As for safety, Amon thinks that F1 race cars have come about as far as they can with safety. “To see drivers crash at such high speeds and walk away was something you didn’t see in my day. With the attrition rate we had in the 60’s, F1 would have disappeared had safety not improved.” He should know. One of his co-drivers Bandini was killed in a crash and another driver lost both legs. And Amon himself was involved in several minor accidents but avoided major injury.

And what does he think of modern day hospitality and big budget sponsors? As for the current paddock area which includes huge expanses of space set aside for hospitality tents, champagne-swilling VIPs and gourmet meals, Amon is not impressed. He attended the 2004 Melbourne GP, his first time to a F1 race since retiring in 1976, and did not like what he saw. “I was amazed at the setup and extent of hospitality. We had nothing like that in my day.

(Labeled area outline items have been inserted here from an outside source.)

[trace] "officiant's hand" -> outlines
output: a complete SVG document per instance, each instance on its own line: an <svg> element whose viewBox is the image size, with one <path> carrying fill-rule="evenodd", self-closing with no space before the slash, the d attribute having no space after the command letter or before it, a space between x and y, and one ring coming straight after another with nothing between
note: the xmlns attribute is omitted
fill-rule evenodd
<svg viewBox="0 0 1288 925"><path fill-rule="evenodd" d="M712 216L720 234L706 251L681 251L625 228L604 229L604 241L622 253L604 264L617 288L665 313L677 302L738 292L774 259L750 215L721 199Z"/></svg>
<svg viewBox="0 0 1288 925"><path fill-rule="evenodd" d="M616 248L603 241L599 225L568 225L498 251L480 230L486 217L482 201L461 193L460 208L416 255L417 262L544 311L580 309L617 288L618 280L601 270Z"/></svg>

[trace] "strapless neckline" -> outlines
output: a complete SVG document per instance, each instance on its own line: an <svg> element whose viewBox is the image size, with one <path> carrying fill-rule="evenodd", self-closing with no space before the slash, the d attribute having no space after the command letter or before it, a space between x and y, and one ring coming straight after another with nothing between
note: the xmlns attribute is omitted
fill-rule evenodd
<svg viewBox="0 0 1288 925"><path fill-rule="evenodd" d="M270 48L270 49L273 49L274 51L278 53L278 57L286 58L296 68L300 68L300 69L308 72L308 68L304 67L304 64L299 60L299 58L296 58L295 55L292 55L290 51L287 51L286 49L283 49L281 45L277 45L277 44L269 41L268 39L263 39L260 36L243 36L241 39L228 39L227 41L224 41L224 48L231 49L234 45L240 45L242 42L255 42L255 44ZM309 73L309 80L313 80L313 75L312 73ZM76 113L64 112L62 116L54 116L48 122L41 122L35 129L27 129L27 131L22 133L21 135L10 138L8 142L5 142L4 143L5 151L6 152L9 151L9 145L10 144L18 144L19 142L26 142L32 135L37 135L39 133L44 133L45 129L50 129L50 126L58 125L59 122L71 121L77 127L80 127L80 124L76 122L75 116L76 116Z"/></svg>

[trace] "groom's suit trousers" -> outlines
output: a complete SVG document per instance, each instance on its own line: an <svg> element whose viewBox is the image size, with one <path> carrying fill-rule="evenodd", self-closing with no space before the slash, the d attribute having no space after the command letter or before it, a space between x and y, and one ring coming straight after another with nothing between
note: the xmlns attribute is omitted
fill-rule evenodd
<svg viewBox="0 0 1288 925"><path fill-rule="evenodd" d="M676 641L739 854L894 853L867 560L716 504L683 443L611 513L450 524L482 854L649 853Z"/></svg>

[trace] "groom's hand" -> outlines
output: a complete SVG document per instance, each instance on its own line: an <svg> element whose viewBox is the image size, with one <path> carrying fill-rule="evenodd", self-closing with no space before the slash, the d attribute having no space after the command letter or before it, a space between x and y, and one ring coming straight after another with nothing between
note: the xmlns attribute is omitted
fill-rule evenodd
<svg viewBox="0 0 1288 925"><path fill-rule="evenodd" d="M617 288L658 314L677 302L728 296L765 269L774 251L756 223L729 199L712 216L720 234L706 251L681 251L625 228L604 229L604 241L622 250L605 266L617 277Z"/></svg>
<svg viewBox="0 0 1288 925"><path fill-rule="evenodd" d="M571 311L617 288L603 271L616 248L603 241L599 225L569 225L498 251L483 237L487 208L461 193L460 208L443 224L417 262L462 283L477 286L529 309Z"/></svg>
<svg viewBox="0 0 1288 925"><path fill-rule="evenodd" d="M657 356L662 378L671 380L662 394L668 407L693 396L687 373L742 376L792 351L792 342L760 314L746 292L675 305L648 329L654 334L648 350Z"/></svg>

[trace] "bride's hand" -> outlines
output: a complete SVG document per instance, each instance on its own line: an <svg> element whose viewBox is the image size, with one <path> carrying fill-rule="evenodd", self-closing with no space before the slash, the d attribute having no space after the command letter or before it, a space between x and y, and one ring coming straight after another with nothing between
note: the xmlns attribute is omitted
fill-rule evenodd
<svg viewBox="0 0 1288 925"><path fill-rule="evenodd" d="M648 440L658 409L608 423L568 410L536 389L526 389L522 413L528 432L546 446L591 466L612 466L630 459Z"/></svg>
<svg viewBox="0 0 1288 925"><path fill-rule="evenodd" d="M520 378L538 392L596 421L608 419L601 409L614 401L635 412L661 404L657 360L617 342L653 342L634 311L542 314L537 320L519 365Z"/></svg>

I don’t think I would have liked the atmosphere, because everything is for the sponsors and requires huge funds to manage it.  But, the high cost structure could be supported if the racing was more interesting I think.”

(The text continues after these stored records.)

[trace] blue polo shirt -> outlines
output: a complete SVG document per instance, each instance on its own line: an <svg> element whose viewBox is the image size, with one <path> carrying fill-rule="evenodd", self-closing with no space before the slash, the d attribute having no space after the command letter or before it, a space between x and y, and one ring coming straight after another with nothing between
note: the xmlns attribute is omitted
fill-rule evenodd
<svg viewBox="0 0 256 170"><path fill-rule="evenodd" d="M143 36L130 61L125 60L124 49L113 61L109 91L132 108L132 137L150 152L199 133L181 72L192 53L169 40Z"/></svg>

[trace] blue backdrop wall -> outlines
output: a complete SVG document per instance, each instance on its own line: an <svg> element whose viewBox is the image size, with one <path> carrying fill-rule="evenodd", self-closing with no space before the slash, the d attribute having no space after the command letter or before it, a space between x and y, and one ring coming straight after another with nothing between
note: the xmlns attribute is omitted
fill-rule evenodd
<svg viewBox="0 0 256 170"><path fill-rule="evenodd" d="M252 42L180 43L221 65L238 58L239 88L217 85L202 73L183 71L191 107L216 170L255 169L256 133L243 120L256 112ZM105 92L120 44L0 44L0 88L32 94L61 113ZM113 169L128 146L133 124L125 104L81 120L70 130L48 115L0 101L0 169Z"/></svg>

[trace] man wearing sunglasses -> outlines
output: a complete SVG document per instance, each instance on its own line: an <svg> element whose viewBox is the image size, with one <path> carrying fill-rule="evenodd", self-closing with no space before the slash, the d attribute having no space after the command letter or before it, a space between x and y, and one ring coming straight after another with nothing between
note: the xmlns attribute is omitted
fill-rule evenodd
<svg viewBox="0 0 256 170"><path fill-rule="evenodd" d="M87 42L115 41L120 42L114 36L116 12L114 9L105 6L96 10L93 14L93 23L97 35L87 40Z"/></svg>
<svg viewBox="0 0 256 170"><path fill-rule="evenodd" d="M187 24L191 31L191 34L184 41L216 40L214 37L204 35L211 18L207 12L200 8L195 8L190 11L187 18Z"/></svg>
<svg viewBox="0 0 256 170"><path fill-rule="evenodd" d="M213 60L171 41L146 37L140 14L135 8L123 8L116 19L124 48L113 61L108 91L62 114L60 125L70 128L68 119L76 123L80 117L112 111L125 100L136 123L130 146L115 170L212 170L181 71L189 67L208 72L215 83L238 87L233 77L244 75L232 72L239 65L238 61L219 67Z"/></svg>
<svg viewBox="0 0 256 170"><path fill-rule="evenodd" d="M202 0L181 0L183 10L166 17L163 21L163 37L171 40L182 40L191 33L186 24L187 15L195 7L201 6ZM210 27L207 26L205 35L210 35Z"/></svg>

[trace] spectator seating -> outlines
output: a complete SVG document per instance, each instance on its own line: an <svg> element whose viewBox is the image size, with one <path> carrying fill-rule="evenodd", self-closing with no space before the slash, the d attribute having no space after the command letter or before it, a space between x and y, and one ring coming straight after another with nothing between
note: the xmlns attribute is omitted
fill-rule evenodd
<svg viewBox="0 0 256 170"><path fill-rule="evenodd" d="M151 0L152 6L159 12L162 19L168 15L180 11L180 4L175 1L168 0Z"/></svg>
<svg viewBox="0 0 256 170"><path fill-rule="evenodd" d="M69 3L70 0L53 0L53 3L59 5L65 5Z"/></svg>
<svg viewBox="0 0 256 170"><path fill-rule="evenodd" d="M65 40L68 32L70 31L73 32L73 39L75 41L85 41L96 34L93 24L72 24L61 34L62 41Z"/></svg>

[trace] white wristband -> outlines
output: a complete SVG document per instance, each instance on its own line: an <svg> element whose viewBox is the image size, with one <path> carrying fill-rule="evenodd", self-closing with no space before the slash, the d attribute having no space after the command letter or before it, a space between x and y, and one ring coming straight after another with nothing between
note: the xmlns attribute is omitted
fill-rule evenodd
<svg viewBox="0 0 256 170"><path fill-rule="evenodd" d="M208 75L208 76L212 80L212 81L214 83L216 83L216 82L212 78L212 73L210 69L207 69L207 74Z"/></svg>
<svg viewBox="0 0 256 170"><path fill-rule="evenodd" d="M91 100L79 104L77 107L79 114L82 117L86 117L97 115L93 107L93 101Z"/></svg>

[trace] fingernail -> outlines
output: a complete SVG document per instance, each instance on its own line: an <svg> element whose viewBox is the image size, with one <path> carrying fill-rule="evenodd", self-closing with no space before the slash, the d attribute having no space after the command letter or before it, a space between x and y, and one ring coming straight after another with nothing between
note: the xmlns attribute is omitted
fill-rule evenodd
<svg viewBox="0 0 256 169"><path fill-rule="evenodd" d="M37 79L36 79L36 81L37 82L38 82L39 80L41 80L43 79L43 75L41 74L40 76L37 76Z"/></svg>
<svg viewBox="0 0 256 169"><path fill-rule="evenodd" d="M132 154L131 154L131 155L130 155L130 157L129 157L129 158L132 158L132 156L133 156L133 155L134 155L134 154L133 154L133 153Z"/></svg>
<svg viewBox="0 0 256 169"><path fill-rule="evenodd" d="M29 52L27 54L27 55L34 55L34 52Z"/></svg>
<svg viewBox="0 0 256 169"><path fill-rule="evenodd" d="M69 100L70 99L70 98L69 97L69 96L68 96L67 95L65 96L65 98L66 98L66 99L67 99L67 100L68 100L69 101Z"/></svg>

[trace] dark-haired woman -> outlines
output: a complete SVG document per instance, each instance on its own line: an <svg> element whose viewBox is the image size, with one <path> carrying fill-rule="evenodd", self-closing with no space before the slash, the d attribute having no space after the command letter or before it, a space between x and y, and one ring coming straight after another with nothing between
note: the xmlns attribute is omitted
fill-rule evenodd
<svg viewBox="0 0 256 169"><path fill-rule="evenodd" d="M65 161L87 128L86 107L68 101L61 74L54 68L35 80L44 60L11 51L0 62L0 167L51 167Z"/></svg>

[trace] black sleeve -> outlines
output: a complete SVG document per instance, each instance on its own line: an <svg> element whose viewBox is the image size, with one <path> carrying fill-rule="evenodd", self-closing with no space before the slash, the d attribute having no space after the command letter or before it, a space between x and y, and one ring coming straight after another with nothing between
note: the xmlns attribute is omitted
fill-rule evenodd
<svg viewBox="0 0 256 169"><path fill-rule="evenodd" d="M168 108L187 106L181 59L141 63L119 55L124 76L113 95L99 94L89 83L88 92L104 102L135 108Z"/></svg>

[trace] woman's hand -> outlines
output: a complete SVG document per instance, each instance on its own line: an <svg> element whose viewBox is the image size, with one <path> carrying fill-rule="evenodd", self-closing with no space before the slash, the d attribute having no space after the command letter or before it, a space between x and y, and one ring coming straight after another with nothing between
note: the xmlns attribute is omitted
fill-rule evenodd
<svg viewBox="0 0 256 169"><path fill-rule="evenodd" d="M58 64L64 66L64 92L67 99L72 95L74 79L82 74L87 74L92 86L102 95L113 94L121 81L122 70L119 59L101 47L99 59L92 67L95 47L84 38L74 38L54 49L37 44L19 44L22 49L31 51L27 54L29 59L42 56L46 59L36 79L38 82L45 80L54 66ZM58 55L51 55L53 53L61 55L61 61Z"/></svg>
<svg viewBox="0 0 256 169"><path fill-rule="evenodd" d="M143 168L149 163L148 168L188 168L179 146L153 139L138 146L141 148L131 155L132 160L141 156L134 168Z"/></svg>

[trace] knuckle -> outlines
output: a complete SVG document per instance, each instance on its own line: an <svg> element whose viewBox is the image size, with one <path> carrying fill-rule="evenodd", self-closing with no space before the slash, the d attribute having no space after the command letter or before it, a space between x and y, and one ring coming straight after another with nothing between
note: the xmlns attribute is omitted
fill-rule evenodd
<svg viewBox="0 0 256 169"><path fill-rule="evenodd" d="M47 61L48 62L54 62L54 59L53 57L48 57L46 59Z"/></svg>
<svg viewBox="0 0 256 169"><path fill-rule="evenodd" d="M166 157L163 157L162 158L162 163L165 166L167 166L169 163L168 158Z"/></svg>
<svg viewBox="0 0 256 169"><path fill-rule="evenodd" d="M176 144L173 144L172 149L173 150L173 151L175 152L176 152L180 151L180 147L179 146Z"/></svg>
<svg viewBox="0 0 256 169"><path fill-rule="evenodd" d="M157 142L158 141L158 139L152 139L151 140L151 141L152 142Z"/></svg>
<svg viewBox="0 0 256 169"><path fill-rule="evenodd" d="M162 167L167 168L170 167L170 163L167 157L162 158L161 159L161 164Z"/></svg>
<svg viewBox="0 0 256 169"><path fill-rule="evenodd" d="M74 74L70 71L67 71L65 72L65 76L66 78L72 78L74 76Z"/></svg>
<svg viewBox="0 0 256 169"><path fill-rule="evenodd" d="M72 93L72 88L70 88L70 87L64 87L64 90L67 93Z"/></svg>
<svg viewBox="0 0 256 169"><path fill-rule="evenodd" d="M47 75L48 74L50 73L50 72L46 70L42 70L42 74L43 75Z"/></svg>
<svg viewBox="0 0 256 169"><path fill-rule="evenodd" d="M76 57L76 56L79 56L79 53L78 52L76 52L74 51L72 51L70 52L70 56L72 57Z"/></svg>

After leaving Ferrari in 1969, Amon raced with several other F1 teams, with limited success. Many people may ask “how good was Chris Amon?” F1 watchers and racing commentators of the day all say he was very, very good. And he didn’t just show this in racing. As a tester and evaluator, he was one of the best. He was one of the first drivers who could give teams accurate feedback on how a car was performing. Once, in the lead-up to a Tasman Cup race, Amon pinpointed a problem in a car’s straight-line speed, and the cause was traced back to the airbox. Other anecdotes abound of Amon’s ability to know when a rear wing had been altered marginally or when downforce oriented body parts were not fully efficient. He was also a master at tyre testing, able to detect the slightest difference between different compounds and grip levels.

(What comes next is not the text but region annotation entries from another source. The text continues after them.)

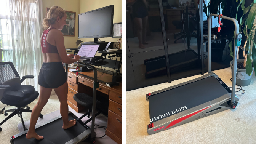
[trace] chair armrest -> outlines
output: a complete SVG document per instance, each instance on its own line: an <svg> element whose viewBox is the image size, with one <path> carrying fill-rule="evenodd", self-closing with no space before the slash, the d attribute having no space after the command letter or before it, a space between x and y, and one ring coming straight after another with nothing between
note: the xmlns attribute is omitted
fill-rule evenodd
<svg viewBox="0 0 256 144"><path fill-rule="evenodd" d="M0 89L8 89L11 88L11 86L8 85L0 85Z"/></svg>
<svg viewBox="0 0 256 144"><path fill-rule="evenodd" d="M35 77L35 76L34 75L24 75L23 77L22 77L22 78L21 78L21 82L22 82L23 81L25 80L25 79L26 78L34 78Z"/></svg>

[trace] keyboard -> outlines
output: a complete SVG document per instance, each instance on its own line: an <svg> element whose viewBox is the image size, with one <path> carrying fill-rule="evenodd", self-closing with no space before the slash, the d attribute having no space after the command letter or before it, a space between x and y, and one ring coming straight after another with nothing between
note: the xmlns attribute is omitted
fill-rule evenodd
<svg viewBox="0 0 256 144"><path fill-rule="evenodd" d="M74 72L74 73L76 74L77 72ZM79 75L82 75L82 76L84 76L84 77L88 77L88 78L90 78L90 79L92 79L92 80L93 80L93 77L89 77L89 76L88 76L88 75L83 75L83 74L82 74L80 73L79 72L78 73L78 74ZM98 80L98 79L97 80L97 82L101 82L101 83L105 83L105 84L106 84L108 82L106 82L102 81L102 80Z"/></svg>

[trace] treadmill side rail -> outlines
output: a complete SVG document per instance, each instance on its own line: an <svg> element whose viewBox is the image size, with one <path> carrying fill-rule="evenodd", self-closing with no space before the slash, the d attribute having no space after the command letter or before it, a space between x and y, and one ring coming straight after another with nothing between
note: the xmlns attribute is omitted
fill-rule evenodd
<svg viewBox="0 0 256 144"><path fill-rule="evenodd" d="M147 101L149 101L149 97L150 96L152 96L152 95L154 95L154 94L157 94L158 93L159 93L163 92L164 92L165 91L168 91L168 90L170 90L171 89L172 89L173 88L176 88L178 87L179 87L181 86L182 86L183 85L185 85L188 84L190 83L192 83L193 82L195 82L198 80L200 80L202 79L203 78L208 78L210 77L212 77L212 76L214 76L216 78L219 78L219 77L214 72L211 72L210 73L208 73L207 74L206 74L205 75L203 75L203 76L202 76L198 78L195 78L193 80L192 80L187 82L185 82L184 83L180 83L179 84L176 85L171 86L167 88L164 88L162 90L160 90L157 91L154 91L153 92L152 92L151 93L150 93L150 95L148 95L148 94L147 94L146 95L146 99L147 99Z"/></svg>
<svg viewBox="0 0 256 144"><path fill-rule="evenodd" d="M215 99L155 122L150 123L154 123L152 128L149 128L148 125L147 126L147 133L149 134L153 134L230 109L230 107L221 105L230 101L231 98L231 93L228 93ZM236 96L235 100L237 104L239 99Z"/></svg>

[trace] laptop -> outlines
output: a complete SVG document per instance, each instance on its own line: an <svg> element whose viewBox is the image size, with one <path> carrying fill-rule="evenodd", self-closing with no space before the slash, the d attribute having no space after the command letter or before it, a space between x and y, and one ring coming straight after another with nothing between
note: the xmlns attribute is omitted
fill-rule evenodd
<svg viewBox="0 0 256 144"><path fill-rule="evenodd" d="M82 45L77 53L77 55L81 56L79 61L83 61L94 58L99 45L99 44Z"/></svg>

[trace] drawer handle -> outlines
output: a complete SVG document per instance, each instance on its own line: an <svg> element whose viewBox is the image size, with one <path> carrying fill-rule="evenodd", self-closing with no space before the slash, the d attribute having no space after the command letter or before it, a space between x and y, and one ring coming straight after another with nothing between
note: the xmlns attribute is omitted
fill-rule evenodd
<svg viewBox="0 0 256 144"><path fill-rule="evenodd" d="M117 120L118 122L120 122L121 123L121 123L121 122L120 122L120 121L119 120L118 120L118 118L117 118Z"/></svg>

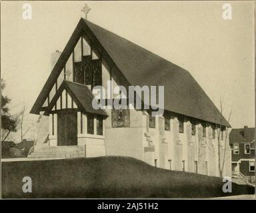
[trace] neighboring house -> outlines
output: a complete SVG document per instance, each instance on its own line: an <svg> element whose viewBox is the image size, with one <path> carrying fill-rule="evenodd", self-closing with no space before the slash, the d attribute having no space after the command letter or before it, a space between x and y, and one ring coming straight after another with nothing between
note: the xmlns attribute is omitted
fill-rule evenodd
<svg viewBox="0 0 256 213"><path fill-rule="evenodd" d="M11 157L11 148L15 146L15 143L13 141L2 141L1 142L1 158L10 158Z"/></svg>
<svg viewBox="0 0 256 213"><path fill-rule="evenodd" d="M31 140L23 139L22 142L15 144L14 142L2 142L3 158L24 158L27 157L30 148L34 145Z"/></svg>
<svg viewBox="0 0 256 213"><path fill-rule="evenodd" d="M225 150L223 175L231 176L231 150L224 142L231 126L187 71L83 19L63 53L51 59L52 71L31 110L40 118L29 157L128 156L219 176ZM92 88L107 89L110 80L113 88L163 85L163 115L93 108ZM117 95L111 95L103 99L112 101Z"/></svg>
<svg viewBox="0 0 256 213"><path fill-rule="evenodd" d="M16 144L15 148L21 151L23 156L27 156L30 148L34 145L34 141L32 140L23 139L20 143Z"/></svg>
<svg viewBox="0 0 256 213"><path fill-rule="evenodd" d="M241 175L255 182L255 128L233 128L229 134L232 149L232 176Z"/></svg>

Amon quit racing in 1976 and returned to his family’s New Zealand farm. But this expertise in handling and evaluation was well known in the industry and in the 1983, Toyota New Zealand employed Amon as their chief evaluator, responsible for setting up Toyota suspension systems for the local market.

As a Toyota handling and evaluation expert, he says he would love to see Toyota fighting for the lead, “but that’s still a little while off I think. They will get there, no doubt.” He is impressed that Honda has found pace and is doing so well this year.

But after 20 years working for Toyota, Amon says that he is just about ready to hang up his driving gloves. “I’ve had a pretty busy life you know.”


Today, Chris lives near Lake Taupo in New Zealand with his wife Tish. At age 61, he says he wants to slow down and enjoy life. But for such a doer, could that be possible? He admits that he enjoyed driving a Camry in last year’s Targa New Zealand rally, his first race since retiring from F1 in 1976.  “With ex-F1 commentator Murray Walker as my navigator, I had a ball.”

Today, Amon says he has no regrets. He raced

alongside some of the greatest F1 drivers of all time. And he raced for Ferrari, a time he will not soon forget.